The film Jaws cemented the Great White sharks’ image as cold-blooded murderers.But the truth is, Great Whites rarely attack humans. More people are killed by kitchen toasters each year than sharks.
It’s the Great Whites’ extraordinary killer instincts that give these sea beasts an often misleading reputation. Still, so much about the Great White remains a mystery.
In the documentary series Inside Nature’s Giants, a team of experts dissect a Great White to understand more about the behaviour and evolution of this particular shark.
Read on to learn how Great Whites became the biggest fish in the sea, the origins of their deadly bite, and why they can never stop swimming.
South Africa's Mossel Bay is a popular tourist spot known for its dense population of Great Whites. In 2010, a massive Great White was caught in a beach net designed to protect humans. The female 12-year-old shark weighed nearly 2,000 pounds and was 15 feet long.
The first thing you'll notice is the stomach in the shark's mouth. Scientists aren't sure why this happened, but think the shark may have vomited out its own stomach in the panic of being trapped in a net.
The shark is lowered down onto the dissection table and the first cut is made. The skin of the shark is like slicing through sand paper.
A shark's skin is rough because it is covered with tiny teeth, which are the same as the big teeth that sharks use to eat with. From an evolutionary standpoint, the micro-teeth of a shark's skin became the teeth in their mouth.
Interestingly, while the shark's teeth are very sharp, they are also quite wobbly and can be pushed in with the touch of a finger.
The shark's huge jaw muscles deliver a relatively weak bite. That's because the jaw isn't attached to the skull.
Because of this, when a shark opens its mouth the jaw can be thrown forward, enlarging the size of its bite. This helps the shark take huge chunks out of their prey.
Here are the shark's gills. In order for sharks to breathe, water must flow through its gills, where oxygen exchange occurs. If a shark stops swimming, preventing water from moving through its gills, it will suffocate and die.
Sharks never close their eyes except for the moment they strike their prey. The eye socket rolls back as a form of protection during the attack. A Great White shark never blinks because it has no eyelid.

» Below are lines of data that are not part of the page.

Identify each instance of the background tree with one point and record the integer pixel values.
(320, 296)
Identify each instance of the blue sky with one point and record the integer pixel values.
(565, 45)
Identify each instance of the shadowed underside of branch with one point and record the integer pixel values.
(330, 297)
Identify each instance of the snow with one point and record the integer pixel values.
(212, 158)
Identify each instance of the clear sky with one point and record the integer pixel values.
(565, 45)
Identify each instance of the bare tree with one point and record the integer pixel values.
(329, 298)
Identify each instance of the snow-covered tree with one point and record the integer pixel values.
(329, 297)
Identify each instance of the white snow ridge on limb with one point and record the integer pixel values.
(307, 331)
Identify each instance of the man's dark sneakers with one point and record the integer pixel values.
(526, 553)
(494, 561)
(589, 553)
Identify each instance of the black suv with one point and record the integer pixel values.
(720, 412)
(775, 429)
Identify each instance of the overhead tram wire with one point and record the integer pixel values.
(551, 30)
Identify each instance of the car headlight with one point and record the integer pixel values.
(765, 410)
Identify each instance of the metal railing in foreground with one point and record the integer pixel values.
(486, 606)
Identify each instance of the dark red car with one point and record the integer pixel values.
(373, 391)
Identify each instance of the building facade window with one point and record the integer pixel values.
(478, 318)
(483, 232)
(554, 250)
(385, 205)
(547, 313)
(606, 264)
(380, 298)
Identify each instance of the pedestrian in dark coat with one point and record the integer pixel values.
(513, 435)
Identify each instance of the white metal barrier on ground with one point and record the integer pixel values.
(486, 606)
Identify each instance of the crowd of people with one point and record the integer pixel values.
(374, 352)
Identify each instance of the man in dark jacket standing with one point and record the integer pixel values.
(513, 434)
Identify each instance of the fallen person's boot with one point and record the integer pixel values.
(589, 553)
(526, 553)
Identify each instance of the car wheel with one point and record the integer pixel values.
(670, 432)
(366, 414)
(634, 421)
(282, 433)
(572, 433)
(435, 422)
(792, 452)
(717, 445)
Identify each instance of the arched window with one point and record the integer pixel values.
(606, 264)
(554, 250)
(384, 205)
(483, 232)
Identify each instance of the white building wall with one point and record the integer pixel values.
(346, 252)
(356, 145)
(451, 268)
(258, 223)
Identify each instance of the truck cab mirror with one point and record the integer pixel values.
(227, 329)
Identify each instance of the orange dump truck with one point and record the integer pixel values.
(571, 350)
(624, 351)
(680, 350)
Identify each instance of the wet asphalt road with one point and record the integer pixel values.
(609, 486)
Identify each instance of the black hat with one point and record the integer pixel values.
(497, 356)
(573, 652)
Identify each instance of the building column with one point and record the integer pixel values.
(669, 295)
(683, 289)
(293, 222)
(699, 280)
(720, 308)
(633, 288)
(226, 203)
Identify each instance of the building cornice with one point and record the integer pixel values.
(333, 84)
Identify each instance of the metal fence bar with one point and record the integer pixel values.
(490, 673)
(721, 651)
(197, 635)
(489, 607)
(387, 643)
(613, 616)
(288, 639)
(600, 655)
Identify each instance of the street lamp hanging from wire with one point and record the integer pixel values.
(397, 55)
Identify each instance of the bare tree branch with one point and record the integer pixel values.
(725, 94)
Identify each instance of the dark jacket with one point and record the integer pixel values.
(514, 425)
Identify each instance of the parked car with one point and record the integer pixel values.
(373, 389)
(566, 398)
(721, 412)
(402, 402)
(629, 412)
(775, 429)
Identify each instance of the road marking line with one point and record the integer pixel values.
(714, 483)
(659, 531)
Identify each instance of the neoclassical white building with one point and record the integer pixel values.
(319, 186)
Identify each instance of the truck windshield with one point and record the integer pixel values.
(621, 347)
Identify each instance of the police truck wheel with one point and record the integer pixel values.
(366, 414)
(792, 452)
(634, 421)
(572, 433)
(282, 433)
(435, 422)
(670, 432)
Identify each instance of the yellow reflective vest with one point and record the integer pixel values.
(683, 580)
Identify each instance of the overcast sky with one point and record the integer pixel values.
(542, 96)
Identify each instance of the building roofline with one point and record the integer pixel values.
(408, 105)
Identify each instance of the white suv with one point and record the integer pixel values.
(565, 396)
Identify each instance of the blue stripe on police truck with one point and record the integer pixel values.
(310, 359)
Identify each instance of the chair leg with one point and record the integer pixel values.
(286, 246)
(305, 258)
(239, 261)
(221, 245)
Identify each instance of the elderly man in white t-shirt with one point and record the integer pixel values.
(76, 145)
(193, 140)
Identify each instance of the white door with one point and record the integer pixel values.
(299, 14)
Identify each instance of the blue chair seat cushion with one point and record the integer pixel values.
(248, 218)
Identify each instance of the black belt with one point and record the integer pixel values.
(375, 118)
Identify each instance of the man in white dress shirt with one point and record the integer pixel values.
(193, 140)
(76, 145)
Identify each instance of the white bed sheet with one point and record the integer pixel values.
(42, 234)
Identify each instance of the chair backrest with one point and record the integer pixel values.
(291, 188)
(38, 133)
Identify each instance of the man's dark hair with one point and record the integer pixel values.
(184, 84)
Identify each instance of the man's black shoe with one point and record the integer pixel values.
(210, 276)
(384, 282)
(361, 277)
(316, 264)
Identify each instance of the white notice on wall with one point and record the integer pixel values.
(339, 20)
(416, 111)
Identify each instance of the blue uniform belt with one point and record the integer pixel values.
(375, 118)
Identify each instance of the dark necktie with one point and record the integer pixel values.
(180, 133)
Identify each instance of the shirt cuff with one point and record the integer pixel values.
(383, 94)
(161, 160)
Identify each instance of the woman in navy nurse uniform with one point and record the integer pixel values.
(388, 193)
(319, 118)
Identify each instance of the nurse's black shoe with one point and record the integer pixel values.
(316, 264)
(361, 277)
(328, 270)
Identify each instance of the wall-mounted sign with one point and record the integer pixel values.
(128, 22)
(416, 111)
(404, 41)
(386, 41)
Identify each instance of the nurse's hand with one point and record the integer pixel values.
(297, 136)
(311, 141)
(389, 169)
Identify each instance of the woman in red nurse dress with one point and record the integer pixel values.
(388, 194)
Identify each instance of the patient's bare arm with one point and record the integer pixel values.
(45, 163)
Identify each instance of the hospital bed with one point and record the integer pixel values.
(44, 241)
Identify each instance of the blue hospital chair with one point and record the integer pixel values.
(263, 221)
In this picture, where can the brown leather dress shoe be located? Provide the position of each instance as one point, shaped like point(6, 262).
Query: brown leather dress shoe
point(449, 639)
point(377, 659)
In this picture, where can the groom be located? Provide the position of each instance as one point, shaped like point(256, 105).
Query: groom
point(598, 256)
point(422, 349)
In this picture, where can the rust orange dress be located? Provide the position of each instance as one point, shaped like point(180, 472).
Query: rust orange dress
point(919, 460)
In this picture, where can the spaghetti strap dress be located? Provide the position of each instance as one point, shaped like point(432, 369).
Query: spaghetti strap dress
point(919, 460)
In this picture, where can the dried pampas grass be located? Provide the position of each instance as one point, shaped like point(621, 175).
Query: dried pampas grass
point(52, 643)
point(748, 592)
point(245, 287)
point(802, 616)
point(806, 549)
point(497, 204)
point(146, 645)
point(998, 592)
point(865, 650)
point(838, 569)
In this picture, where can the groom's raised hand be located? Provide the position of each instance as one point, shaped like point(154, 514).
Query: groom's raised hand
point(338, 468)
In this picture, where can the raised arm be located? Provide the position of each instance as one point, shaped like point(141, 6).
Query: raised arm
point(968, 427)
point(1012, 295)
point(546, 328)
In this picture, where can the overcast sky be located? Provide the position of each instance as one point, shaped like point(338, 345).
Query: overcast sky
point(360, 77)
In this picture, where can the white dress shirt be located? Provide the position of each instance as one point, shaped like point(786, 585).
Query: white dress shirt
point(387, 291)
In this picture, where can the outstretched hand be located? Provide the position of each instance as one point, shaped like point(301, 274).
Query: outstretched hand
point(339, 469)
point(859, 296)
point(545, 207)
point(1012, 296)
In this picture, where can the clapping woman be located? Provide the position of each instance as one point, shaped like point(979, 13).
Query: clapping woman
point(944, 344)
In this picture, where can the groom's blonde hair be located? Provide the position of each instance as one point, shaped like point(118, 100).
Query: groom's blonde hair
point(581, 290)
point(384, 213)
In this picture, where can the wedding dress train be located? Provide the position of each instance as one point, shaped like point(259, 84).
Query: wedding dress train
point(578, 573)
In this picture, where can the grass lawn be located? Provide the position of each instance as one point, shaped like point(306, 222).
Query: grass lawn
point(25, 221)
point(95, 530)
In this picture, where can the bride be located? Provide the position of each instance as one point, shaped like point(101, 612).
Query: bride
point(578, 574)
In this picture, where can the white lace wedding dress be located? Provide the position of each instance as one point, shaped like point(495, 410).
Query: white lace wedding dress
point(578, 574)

Slicing through the eye is also very difficult. This is another layer of defence designed to protect the shark in an attack.
A shark's nostrils has two holes to the let water in and out. The nose is adapted to pick up small particles, especially blood.
Because their hearing isn't great at pinpointing the direction a sound comes from, sharks have a special sensory system called the lateral line, shown here. The sensory organ can detect vibrations in the water and sends these signals to the brain.
Unlike other fish, sharks lack gas-filled swim bladders that control buoyancy. Instead, they rely on a giant liver packed with oil to keep them afloat. Sharks will sink if they stop swimming.
Unlike humans and most other vertebrates, sharks don't have any bones; it's all cartilage. This unique quality is what gives them lightness and flexibility in the water, while enabling them to become the largest fish in the sea. Shown here is the whale shark, which can weigh up to 20 tons.
Nearly 90 per cent of the tail is muscle. The red muscle is used for sustained swimming; The white muscle is used for sudden bursts of energy like during a sudden attack.
Finally, scientists get to the computer that controls all of these senses: the brain. It's held within a cartilage cranium. In order to reach it, you have to take the entire head off.
This is the cavity where the brain sits. It's small, but extremely specialised in order to process lots of sensory information. All of these senses are what makes the Great White a super predator.